Most search models in use these days are based on lexical similarity, or how many important words overlap. A more accurate model is based on semantic similarity, or how much abstract meaning overlaps.
Semantic similarity is based upon transformer models, a type of deep learning model, that creates an embedding to represent each document’s semantic meaning.
Lexical similarity is great if you know the exact keywords you are searching for, but brittle if you do not. Take two examples:
- Obama speaks to the media in Illinois.
- The President greets the press in Chicago.
For anyone familiar with US politics, the first example essentially says the same thing as the second – in other words, they are semantically (conceptually) similar. However, the important words in the two examples don’t match up. So the lexical similarity won’t return the same results.
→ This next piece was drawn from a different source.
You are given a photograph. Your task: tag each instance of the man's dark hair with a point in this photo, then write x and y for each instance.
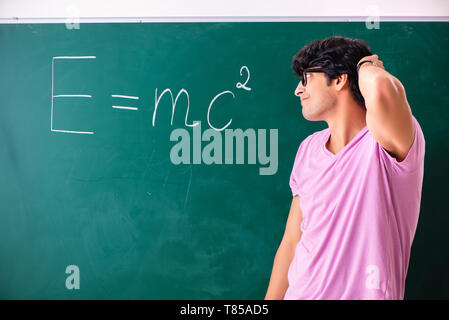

A semantic similarity approach matches up the words Obama and President, media and press, Illinois and Chicago, and speaks and greets.
I hadn’t considered that those models measure similarity between two words, but not between two sets of words, called documents in the parlance:
As it turns out, current state-of-the-art language models are good at measuring the similarity between two words, but not great at measuring the similarity between two documents. We had to perform a considerable amount of R&D work to develop a transformer model that could create document embeddings—we hope to go into the gory details of this work in future technical posts.
One essential trick was to use word mover distance to create labels for pairs of documents in an unsupervised manner—so that our model could learn how to map a document’s word embeddings into a single document embedding. But, for now, the example above gives you the high-level idea behind our approach.